Not in the sense of restoring it to it's initialised state. It will change some values of the original object to null. It will keep the grunt work of parameters like const char * datapath, const char * language, OcrEngineMode oem,
. It seems to be a way to free memory without obliterating the object. Inline with "without actually freeing any recognition data that would be time-consuming to reload.".
After calling Clear() call either SetImage or TesseractRect before using Recognition or Get* functions.
Clear will not dispose of the SetVariables, they will only be reset to default upon destruction of the object by calling End().
Looking at the TessbaseApi() class, you can see what you are initialising and which of these values will be reset using Clear().
00091 TessBaseAPI::TessBaseAPI()
00092 : tesseract_(NULL),
00093 osd_tesseract_(NULL),
00094 equ_detect_(NULL),
00095 // Thresholder is initialized to NULL here, but will be set before use by:
00096 // A constructor of a derived API, SetThresholder(), or
00097 // created implicitly when used in InternalSetImage.
00098 thresholder_(NULL),
00099 paragraph_models_(NULL),
00100 block_list_(NULL),
00101 page_res_(NULL),
00102 input_file_(NULL),
00103 output_file_(NULL),
00104 datapath_(NULL),
00105 language_(NULL),
00106 last_oem_requested_(OEM_DEFAULT),
00107 recognition_done_(false),
00108 truth_cb_(NULL),
00109 rect_left_(0), rect_top_(0), rect_width_(0), rect_height_(0),
00110 image_width_(0), image_height_(0) {
00111 }
Given that the base constructor for the class is:
(datapath, language, OEM_DEFAULT, NULL, 0, NULL, NULL, false);
These three parameters are always needed, which makes sense.
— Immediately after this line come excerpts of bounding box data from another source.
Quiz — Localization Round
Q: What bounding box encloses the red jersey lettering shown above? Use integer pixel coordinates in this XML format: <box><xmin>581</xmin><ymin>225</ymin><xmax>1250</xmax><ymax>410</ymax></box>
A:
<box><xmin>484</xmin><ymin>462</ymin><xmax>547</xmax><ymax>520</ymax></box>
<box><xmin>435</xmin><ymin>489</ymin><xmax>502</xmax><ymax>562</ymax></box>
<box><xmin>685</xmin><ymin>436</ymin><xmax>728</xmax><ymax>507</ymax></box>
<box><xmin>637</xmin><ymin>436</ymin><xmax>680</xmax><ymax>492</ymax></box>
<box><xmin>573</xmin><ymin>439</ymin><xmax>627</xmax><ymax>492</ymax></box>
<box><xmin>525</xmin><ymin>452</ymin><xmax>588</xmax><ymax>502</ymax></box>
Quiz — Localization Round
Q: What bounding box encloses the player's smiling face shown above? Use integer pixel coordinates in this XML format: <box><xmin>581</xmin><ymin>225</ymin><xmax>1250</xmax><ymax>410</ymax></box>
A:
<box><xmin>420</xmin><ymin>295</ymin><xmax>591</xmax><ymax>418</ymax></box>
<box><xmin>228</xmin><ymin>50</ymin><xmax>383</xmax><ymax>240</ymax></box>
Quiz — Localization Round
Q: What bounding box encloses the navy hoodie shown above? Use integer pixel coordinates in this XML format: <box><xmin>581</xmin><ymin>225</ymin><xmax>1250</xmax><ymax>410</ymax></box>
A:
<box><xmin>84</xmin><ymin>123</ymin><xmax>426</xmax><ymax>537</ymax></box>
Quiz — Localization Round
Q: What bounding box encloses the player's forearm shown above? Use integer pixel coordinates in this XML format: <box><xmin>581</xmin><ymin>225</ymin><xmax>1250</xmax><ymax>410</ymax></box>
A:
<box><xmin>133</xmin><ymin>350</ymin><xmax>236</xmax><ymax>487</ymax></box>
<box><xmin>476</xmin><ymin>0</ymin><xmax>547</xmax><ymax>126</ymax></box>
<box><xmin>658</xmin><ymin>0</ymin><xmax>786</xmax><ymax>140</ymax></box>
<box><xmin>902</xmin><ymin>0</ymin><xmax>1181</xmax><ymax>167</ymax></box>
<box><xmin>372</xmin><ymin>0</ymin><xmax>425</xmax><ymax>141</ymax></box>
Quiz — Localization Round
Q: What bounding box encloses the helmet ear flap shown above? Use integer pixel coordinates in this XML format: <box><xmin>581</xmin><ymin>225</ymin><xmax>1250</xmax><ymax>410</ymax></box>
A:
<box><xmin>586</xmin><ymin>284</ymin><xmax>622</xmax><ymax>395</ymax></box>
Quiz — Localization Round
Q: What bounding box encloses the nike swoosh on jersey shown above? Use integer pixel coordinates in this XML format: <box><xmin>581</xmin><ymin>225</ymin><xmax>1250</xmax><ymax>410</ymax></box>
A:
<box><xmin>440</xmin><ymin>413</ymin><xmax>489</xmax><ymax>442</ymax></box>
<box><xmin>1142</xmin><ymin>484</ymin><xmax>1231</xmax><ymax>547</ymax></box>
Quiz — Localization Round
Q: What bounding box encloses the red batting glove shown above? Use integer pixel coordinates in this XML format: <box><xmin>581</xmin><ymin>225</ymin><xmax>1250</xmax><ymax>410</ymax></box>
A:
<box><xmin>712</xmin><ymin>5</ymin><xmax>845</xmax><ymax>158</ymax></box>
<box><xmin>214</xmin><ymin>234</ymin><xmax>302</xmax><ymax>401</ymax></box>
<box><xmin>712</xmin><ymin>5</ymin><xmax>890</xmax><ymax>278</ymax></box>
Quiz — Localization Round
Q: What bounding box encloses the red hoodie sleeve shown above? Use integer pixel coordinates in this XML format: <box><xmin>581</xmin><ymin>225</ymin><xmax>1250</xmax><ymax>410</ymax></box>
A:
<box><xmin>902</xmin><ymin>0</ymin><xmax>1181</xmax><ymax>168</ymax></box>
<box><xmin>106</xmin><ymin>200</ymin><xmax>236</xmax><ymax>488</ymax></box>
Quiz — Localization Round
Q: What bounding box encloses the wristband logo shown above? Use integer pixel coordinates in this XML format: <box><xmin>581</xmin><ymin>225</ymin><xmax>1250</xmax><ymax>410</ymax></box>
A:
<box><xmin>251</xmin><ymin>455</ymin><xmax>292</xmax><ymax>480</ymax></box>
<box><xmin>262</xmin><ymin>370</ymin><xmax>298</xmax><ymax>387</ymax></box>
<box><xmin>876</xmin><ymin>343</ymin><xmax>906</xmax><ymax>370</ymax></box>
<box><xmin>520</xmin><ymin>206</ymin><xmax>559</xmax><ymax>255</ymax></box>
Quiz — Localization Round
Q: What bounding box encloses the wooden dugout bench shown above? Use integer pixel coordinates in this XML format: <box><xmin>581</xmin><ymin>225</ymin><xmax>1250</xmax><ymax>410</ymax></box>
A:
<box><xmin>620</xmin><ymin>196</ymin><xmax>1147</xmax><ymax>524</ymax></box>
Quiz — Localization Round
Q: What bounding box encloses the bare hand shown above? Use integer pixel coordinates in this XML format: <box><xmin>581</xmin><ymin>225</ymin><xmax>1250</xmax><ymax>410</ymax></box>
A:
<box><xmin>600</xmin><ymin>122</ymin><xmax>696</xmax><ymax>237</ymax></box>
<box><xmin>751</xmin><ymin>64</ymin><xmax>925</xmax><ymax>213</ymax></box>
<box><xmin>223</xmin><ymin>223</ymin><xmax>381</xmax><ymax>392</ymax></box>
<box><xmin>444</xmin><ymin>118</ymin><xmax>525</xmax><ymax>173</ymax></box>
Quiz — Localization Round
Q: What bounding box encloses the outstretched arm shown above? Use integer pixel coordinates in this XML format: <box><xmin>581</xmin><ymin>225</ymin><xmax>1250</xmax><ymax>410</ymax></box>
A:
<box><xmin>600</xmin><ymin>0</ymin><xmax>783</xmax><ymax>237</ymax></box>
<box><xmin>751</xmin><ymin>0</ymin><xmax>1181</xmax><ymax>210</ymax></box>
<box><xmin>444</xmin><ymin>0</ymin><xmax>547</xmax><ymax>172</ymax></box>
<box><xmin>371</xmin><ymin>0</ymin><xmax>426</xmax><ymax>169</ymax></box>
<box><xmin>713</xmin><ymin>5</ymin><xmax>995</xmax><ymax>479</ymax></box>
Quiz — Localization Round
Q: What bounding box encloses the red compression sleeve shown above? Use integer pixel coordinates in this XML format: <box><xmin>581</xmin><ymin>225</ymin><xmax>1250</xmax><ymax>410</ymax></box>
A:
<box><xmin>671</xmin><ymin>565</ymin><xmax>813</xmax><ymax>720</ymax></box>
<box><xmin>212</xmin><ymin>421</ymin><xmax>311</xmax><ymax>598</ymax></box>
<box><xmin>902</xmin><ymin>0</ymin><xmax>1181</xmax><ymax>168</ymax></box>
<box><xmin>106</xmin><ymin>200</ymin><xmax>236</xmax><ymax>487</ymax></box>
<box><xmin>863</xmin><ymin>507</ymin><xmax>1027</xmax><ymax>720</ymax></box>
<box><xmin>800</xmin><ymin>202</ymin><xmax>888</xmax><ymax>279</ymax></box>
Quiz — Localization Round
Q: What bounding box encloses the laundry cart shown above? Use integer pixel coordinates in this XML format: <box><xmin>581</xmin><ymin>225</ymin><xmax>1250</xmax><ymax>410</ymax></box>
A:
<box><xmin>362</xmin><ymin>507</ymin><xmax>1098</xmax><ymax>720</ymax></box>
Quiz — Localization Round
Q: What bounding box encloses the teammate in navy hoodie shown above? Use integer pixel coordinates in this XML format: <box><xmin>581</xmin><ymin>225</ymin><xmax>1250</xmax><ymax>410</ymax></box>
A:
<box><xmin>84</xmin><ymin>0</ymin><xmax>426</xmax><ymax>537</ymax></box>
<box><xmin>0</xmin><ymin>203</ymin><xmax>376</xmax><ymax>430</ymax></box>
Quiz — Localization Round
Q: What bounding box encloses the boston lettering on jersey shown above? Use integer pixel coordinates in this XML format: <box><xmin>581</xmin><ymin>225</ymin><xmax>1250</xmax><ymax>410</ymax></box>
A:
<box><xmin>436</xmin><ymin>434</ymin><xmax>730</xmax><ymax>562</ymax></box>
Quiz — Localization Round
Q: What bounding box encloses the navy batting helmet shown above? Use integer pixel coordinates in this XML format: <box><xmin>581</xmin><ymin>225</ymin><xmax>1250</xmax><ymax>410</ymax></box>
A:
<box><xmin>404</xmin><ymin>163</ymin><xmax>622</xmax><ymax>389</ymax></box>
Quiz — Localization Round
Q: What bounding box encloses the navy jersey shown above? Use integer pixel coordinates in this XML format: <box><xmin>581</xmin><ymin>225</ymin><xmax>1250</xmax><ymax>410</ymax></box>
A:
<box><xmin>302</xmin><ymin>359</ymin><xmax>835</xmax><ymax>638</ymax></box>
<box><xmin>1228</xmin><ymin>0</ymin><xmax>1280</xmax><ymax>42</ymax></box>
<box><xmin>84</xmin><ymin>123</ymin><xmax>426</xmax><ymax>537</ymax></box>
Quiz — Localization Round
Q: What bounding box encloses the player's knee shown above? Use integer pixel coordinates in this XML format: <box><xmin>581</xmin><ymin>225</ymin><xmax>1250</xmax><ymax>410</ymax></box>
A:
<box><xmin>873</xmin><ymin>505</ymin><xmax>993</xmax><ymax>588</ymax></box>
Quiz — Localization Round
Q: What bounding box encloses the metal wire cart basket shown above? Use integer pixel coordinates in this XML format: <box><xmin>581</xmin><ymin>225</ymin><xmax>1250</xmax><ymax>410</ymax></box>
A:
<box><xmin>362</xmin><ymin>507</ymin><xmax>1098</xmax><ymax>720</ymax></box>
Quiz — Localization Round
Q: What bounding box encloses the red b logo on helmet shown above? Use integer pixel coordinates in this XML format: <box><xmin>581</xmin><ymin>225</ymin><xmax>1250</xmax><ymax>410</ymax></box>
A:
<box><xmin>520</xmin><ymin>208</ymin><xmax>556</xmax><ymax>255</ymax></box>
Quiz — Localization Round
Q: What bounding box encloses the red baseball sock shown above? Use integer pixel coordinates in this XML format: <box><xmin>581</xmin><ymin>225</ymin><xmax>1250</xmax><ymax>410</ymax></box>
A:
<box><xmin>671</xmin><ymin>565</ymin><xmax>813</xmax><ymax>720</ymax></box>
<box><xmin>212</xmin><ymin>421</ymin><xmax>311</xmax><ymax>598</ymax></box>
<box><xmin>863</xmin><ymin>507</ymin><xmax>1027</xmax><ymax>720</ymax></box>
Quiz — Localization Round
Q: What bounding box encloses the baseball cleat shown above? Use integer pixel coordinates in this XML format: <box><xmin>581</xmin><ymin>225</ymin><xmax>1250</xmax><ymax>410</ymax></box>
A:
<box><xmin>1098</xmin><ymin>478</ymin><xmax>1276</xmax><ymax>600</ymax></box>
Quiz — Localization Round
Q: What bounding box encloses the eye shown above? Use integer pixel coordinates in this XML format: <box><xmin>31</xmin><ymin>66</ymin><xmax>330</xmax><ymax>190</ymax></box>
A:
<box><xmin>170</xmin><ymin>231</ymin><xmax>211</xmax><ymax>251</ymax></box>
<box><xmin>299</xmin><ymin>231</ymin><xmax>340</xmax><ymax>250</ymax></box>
If the datapath, OcrEngineMode or the language have changed - start again.
Note that the language_ field stores the last requested language that was initialized successfully, while tesseract_->lang stores the language actually used. They differ only if the requested language was NULL, in which case tesseract_->lang is set to the Tesseract default ("eng").